Elastic 2 Atlas Search: A Journey

Rajesh Vinayagam
3 min readOct 23, 2022

There are scenarios when customers would require a unified database for supporting both transactional and search. With the advent of Atlas Search this makes that possible. Below are the things to consider

  1. Schema Design
  2. Data Migration
  3. Elastic Search Query Patterns
  4. Application Migration
  5. Provision to convert Elastic Query to Atlas Search Query

In this blog we will look at the design of application migration approach and a tool for converting Elastic to Atlas Search Queries

What is Atlas Search ?

Atlas Search is an embedded full-text search in MongoDB Atlas that gives you a seamless, scalable experience for building search on top of your data with an integrated, fully managed search engine that automatically syncs to your database. Built on Apache Lucene, Atlas Search eliminates the need to run a separate search system alongside your database.

Below is a typical Atlas Search Architecture. The Atlas Search mongot Java web process uses Apache Lucene and runs alongside mongod on each node in the Atlas cluster. The mongot process

  1. Creates Atlas Search Indexes
  2. Monitors Change Stream of the collection for which Atlas search indexes are defined.
  3. Process Atlas Search queries and returns matching documents
Atlas Search Architecture : Credits MongoDB

What is Elastic Search ?

Elasticsearch is a distributed search and analytics engine built on top of Apache Lucene and developed by Elastic.It is an external search engine which needs to be introduced into your application infrastructure needing to mandate synchronisation mechanism that replicates data from the database to the search engine.

Below is a typical Elastic Search Architecture.

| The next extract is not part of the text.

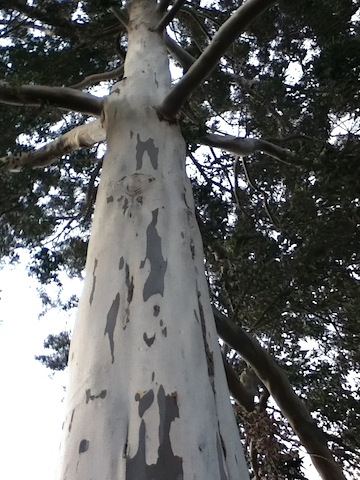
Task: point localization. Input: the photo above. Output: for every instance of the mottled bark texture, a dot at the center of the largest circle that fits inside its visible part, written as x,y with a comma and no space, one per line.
148,397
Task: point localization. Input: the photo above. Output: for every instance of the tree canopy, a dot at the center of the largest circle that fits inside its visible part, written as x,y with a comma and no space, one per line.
268,102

  • Relations database is your read/write source of truth whilst Elasticsearch is your read-only search layer.
  • You have data that is constantly changing and have Sync System in place to replicate the records as documents into Elasticsearch for text-based or auto-complete queries.
Elasticsearch Architecture

General Application Architecture

The typical application architecture would involve a web application to frame the search requests, later the backend API converts the search requests to native Elastic Query and runs the query using ElasticClient.

Elastic Flow

  1. The clients would send the search requests to the web APIs.
  2. The Service layer interprets the requests to elastic search query
  3. The Data Access layer would leverage elastic client to execute the search against the elastic cluster

Atlas Search Flow

  1. The clients would send the search requests to the web APIs.
  2. The Service layer would be rewritten to convert the requests to Atlas search query.
  3. The Data access layer would be rewritten to leverage Mongo Client and execute the search request against MongoDB.

Elastic2Atlas Transpiler

Migration developers would need to quickly analyse the various elastic search query patterns and check the feasibility of converting Elastic to Atlas search queries.

Elastic2Atlas plugin is an ANTLR based transpiler for converting Elastic to Atlas Queries and will help developers coming from Elastic ecosystem during initial days until they get comfortable with Atlas Search.

Design

  1. Feed the elastic query as an input to the library.
  2. Define grammar file to traverse the elastic query and generate parse tree.
  3. Programmatically generates a skeleton visitor classes from ANTLR.
  4. ANTLR-generated visitor class, these methods do not do anything except recurse on the child nodes.
  5. In order for our visitor to be able to transpile code, we need to subclass the generated visitor class and override each visit method to define what to do with each type of node
  6. Generate Atlas Search Query to be executed as a part of aggregation pipeline.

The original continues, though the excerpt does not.